Dark Emu and the Blindness of Australian Agriculture

July 15, 2019

What if Australia were to stop farming? At approximately 3% of gross domestic product, the removal of agriculture from the economy would be a significant hit. It would affect our balance of payments — 60% of agricultural produce is exported and it contributes 13% of Australia’s export revenue.

Towns that are slowly dying would collapse, jobs would go. But really the scandal of this thought goes beyond economics and into the very soul of the nation. The crucial insight to emerge from such a thought-experiment is that agriculture in Australia is a religion — it is as much a religion as it is an industry.

The powerful ideological connection between Australia and agriculture is being increasingly and diversely scrutinised and comes to the fore in Charles Massy’s iconoclastic epic, Call of the Reed Warbler: A New Agriculture, A New Earth (2017), which throws into question 200 years of assumptions about what it means to graze animals in Australia.

Massy’s joins a spate of recent books that seek to recast the basic assumptions on which Australian agriculture was built. They include Don Watson’s The Bush (2016), Bruce Pascoe’s Dark Emu, Black Seeds: Agriculture or Accident? (2014) (which has recently been turned into dance by Bangarra) and Bill Gammage’s The Biggest Estate on Earth: How Aborigines Made Australia (2012). If agriculture is a religion in Australia, these writers are its heresiarchs.

It is a truism that Australia, overwhelmingly urban for most of its modern history, draws its identity disproportionately from “the land”. Those Qantas television advertisements with choirs of angelic children strewn elegantly in front of Uluru or the Twelve Apostles trade on the basic fact that Australians identify and want to be identified with the continent itself.
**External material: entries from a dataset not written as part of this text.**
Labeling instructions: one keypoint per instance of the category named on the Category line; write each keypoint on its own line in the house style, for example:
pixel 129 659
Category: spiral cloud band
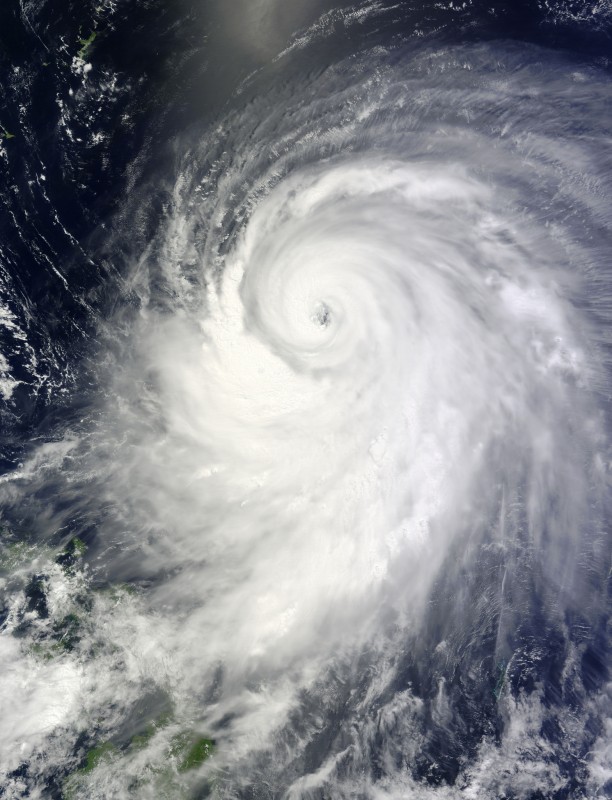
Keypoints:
pixel 354 454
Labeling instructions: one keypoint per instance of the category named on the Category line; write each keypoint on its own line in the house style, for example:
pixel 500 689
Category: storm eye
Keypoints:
pixel 322 315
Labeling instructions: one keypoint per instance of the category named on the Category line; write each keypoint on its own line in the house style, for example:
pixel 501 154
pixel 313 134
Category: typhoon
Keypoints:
pixel 306 467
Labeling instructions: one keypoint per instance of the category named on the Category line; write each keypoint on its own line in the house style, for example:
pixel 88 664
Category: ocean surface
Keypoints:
pixel 305 400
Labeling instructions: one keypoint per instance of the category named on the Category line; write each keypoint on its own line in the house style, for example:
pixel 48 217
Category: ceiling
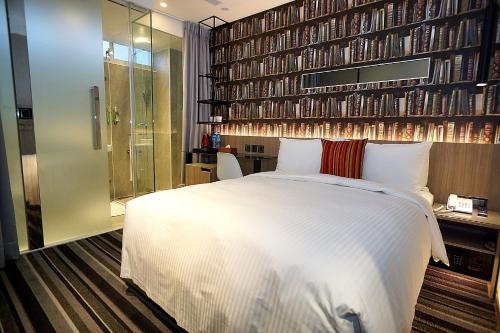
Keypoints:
pixel 115 29
pixel 197 10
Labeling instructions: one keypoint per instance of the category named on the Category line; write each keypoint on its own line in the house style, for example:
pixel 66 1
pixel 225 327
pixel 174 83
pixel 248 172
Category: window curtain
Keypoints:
pixel 196 60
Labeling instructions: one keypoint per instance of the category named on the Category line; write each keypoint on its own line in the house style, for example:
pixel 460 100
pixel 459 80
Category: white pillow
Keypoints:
pixel 401 165
pixel 299 156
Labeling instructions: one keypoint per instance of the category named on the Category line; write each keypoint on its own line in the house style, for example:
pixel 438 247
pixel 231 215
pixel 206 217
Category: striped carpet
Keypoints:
pixel 76 287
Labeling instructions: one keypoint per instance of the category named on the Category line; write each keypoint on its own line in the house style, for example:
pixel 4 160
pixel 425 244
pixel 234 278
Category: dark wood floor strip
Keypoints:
pixel 82 281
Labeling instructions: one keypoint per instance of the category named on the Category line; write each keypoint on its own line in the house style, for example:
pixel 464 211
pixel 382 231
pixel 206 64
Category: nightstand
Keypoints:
pixel 200 173
pixel 473 245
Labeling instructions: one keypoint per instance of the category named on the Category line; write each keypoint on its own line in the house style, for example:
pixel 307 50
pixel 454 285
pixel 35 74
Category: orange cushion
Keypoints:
pixel 343 158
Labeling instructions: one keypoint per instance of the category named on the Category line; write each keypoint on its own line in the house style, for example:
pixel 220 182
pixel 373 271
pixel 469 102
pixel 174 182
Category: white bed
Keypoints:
pixel 273 252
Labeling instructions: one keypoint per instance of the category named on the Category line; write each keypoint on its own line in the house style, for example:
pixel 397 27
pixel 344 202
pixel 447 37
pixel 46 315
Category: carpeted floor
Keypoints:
pixel 76 287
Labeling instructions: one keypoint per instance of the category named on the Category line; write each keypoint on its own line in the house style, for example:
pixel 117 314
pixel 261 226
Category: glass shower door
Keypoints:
pixel 141 74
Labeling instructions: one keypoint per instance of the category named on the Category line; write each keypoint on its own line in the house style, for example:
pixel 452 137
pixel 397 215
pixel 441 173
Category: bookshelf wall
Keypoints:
pixel 263 57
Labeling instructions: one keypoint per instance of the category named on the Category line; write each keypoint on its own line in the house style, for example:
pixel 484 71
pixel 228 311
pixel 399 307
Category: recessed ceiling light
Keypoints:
pixel 141 39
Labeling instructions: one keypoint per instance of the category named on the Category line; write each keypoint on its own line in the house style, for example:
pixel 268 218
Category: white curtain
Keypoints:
pixel 196 60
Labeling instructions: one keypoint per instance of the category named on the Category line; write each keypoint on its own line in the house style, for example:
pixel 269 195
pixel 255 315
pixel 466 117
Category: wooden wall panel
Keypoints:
pixel 468 169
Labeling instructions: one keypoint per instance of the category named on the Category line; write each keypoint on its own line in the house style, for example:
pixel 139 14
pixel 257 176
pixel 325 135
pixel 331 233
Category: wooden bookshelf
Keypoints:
pixel 264 60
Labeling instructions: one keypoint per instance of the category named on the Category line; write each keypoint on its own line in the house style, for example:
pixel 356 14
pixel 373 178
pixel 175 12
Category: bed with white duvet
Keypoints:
pixel 275 252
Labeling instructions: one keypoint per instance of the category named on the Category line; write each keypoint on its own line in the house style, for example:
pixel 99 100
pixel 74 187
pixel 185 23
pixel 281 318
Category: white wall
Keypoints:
pixel 167 24
pixel 164 23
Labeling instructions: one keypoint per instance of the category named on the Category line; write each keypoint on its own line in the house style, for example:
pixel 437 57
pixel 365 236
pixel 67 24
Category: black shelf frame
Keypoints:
pixel 215 105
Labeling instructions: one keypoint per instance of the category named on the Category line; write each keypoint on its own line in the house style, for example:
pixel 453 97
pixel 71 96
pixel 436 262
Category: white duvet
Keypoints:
pixel 279 253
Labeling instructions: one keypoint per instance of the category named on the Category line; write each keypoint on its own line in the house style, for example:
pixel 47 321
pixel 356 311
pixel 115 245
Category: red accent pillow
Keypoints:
pixel 343 158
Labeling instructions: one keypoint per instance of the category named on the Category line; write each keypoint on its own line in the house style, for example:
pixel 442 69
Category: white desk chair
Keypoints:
pixel 228 167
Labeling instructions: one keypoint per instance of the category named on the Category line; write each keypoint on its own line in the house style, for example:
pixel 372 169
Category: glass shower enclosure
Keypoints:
pixel 143 74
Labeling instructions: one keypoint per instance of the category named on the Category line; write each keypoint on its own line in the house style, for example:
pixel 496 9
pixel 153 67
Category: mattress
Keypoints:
pixel 282 253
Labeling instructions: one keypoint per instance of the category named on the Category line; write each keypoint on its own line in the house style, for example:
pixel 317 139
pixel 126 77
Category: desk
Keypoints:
pixel 465 237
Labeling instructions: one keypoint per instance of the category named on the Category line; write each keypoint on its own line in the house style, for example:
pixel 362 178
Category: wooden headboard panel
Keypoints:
pixel 463 168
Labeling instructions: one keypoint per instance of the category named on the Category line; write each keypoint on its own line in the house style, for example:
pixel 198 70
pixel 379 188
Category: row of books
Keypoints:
pixel 287 86
pixel 495 66
pixel 384 15
pixel 290 86
pixel 418 102
pixel 416 10
pixel 458 67
pixel 423 38
pixel 445 131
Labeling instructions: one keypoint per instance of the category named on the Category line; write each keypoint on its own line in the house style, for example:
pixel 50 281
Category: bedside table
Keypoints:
pixel 200 173
pixel 473 245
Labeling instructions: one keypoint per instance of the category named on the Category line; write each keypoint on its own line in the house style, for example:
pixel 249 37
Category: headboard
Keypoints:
pixel 462 168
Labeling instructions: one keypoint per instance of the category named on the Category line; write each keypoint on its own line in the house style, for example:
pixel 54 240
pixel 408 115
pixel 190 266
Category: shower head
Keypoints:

In this sense, Australia (the continent, the land, the soil, the bush) is imagined as a metaphysical substance which gives unity, meaning and destiny to what might otherwise seem like a collection of recently federated settler colonies, formed to extract resources for the benefit of a once powerful European nation state. The practice of agriculture is central to the belief that Australians as a people are expressive of Australia, the metaphysical ideal. Without this connection between agriculture and Australianness, we couldn’t make sense of such fashion icons as Akubra, Blundstone, Driza-Bone and R.M. Williams.